Disk Scheduling Algorithms
- FCFS: FCFS is the simplest of all the Disk Scheduling Algorithms. In FCFS, the requests are addressed in the order they arrive in the disk queue.
- Every request gets a fair chance
- No indefinite postponement
- Does not try to optimize seek time
- May not provide the best possible service
- SSTF: In SSTF (Shortest Seek Time First), requests having shortest seek time are executed first. So, the seek time of every request is calculated in advance in queue and then they are scheduled according to their calculated seek time. As a result, the request near the disk arm will get executed first.

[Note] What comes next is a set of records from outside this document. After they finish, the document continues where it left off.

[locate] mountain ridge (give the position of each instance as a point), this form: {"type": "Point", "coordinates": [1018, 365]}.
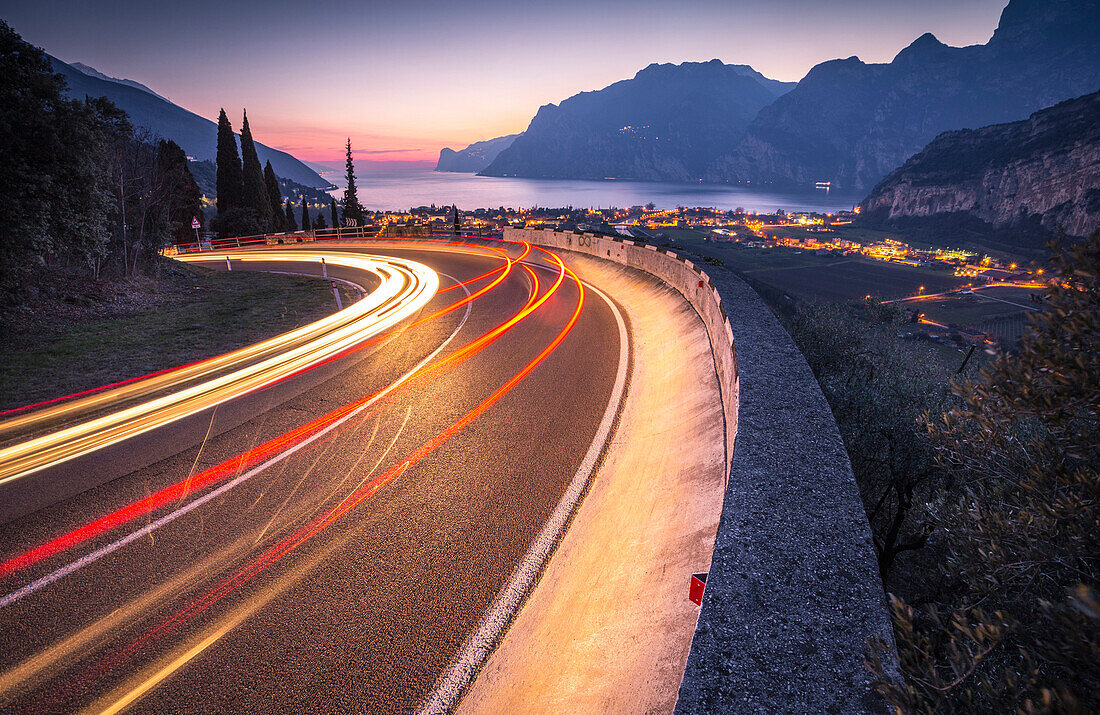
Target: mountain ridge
{"type": "Point", "coordinates": [473, 157]}
{"type": "Point", "coordinates": [638, 128]}
{"type": "Point", "coordinates": [1038, 174]}
{"type": "Point", "coordinates": [850, 122]}
{"type": "Point", "coordinates": [196, 135]}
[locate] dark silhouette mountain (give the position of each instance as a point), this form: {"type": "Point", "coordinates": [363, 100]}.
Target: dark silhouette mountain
{"type": "Point", "coordinates": [850, 123]}
{"type": "Point", "coordinates": [198, 136]}
{"type": "Point", "coordinates": [91, 72]}
{"type": "Point", "coordinates": [474, 157]}
{"type": "Point", "coordinates": [1036, 175]}
{"type": "Point", "coordinates": [667, 123]}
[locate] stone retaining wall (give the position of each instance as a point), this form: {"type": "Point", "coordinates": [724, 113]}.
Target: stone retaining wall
{"type": "Point", "coordinates": [793, 593]}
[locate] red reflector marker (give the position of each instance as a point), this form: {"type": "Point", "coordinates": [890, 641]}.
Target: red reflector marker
{"type": "Point", "coordinates": [697, 585]}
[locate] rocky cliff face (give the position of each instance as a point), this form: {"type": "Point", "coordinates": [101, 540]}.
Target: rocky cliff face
{"type": "Point", "coordinates": [474, 157]}
{"type": "Point", "coordinates": [850, 122]}
{"type": "Point", "coordinates": [1042, 171]}
{"type": "Point", "coordinates": [667, 123]}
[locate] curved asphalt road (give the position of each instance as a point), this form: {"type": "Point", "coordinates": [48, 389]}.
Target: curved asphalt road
{"type": "Point", "coordinates": [282, 593]}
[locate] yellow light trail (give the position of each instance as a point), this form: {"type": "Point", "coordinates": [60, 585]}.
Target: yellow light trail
{"type": "Point", "coordinates": [406, 286]}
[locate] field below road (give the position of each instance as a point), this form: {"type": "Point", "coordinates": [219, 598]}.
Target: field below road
{"type": "Point", "coordinates": [824, 276]}
{"type": "Point", "coordinates": [113, 332]}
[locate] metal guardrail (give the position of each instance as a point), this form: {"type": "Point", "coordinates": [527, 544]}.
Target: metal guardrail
{"type": "Point", "coordinates": [351, 233]}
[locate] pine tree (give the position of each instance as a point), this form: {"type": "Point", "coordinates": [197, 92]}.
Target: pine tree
{"type": "Point", "coordinates": [352, 208]}
{"type": "Point", "coordinates": [290, 223]}
{"type": "Point", "coordinates": [184, 196]}
{"type": "Point", "coordinates": [255, 190]}
{"type": "Point", "coordinates": [230, 182]}
{"type": "Point", "coordinates": [275, 198]}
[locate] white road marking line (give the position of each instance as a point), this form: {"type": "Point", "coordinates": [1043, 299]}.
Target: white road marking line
{"type": "Point", "coordinates": [114, 546]}
{"type": "Point", "coordinates": [454, 681]}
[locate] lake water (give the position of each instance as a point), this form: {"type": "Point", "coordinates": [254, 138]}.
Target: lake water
{"type": "Point", "coordinates": [399, 189]}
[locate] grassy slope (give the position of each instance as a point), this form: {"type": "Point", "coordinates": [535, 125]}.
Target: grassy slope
{"type": "Point", "coordinates": [189, 315]}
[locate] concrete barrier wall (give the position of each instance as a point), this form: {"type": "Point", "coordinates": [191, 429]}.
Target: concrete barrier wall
{"type": "Point", "coordinates": [681, 274]}
{"type": "Point", "coordinates": [793, 593]}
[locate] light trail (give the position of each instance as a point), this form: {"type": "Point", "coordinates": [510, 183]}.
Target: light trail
{"type": "Point", "coordinates": [261, 453]}
{"type": "Point", "coordinates": [305, 534]}
{"type": "Point", "coordinates": [406, 287]}
{"type": "Point", "coordinates": [362, 492]}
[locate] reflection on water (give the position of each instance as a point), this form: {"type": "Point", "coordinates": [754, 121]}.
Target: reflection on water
{"type": "Point", "coordinates": [398, 189]}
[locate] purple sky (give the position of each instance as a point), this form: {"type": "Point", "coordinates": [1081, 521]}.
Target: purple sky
{"type": "Point", "coordinates": [404, 78]}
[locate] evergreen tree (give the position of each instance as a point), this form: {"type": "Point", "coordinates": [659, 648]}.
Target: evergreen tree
{"type": "Point", "coordinates": [290, 223]}
{"type": "Point", "coordinates": [184, 196]}
{"type": "Point", "coordinates": [230, 180]}
{"type": "Point", "coordinates": [352, 208]}
{"type": "Point", "coordinates": [255, 190]}
{"type": "Point", "coordinates": [275, 198]}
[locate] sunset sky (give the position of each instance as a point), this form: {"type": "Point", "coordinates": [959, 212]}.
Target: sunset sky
{"type": "Point", "coordinates": [405, 78]}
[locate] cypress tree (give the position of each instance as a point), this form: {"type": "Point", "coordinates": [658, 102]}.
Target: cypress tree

SSTF is certainly an improvement over FCFS as it decreases the average response time and increases the throughput of system.
- Average Response Time decreases
- Throughput increases
- Overhead to calculate seek time in advance
- Can cause Starvation for a request if it has higher seek time as compared to incoming requests
- High variance of response time as SSTF favours only some requests
- SCAN: In SCAN algorithm the disk arm moves into a particular direction and services the requests coming in its path and after reaching the end of disk, it reverses its direction and again services the request arriving in its path. So, this algorithm works like an elevator and hence also known as elevator algorithm. As a result, the requests at the midrange are serviced more and those arriving behind the disk arm will have to wait.
- High throughput
- Low variance of response time
- Average response time
- Long waiting time for requests for locations just visited by disk arm
- CSCAN: In SCAN algorithm, the disk arm again scans the path that has been scanned, after reversing its direction. So, it may be possible that too many requests are waiting at the other end or there may be zero or few requests pending at the scanned area.
These situations are avoided in CSAN algorithm in which the disk arm instead of reversing its direction goes to the other end of the disk and starts servicing the requests from there. So, the disk arm moves in a circular fashion and this algorithm is also similar to SCAN algorithm and hence it is known as C-SCAN (Circular SCAN).
- Provides more uniform wait time compared to SCAN
- LOOK: It is similar to the SCAN disk scheduling algorithm except the difference that the disk arm in spite of going to the end of the disk goes only to the last request to be serviced in front of the head and then reverses its direction from there only. Thus it prevents the extra delay which occurred due to unnecessary traversal to the end of the disk.
- CLOOK: As LOOK is similar to SCAN algorithm, in similar way, CLOOK is similar to CSCAN disk scheduling algorithm. In CLOOK, the disk arm inspite of going to the end goes only to the last request to be serviced in front of the head and then from there goes to the other end’s last request. Thus, it also prevents the extra delay which occurred due to unnecessary traversal to the end of the disk.
Each algorithm is unique in its own way.Overall Performance depends on number and type of requests.
Suppose a disk has 201 cylinders, numbered from 0 to 200. At some time the disk arm is at cylinder 100, and there is a queue of disk access requests for cylinders 30, 85, 90, 100, 105, 110, 135 and 145. If Shortest-Seek Time First (SSTF) is being used for scheduling the disk access, the request for cylinder 90 is serviced after servicing ____________ number of requests.
Consider an operating system capable of loading and executing a single sequential user process at a time. The disk head scheduling algorithm used is First Come First Served (FCFS). If FCFS is replaced by Shortest Seek Time First (SSTF), claimed by the vendor to give 50% better benchmark results, what is the expected improvement in the I/O performance of user programs?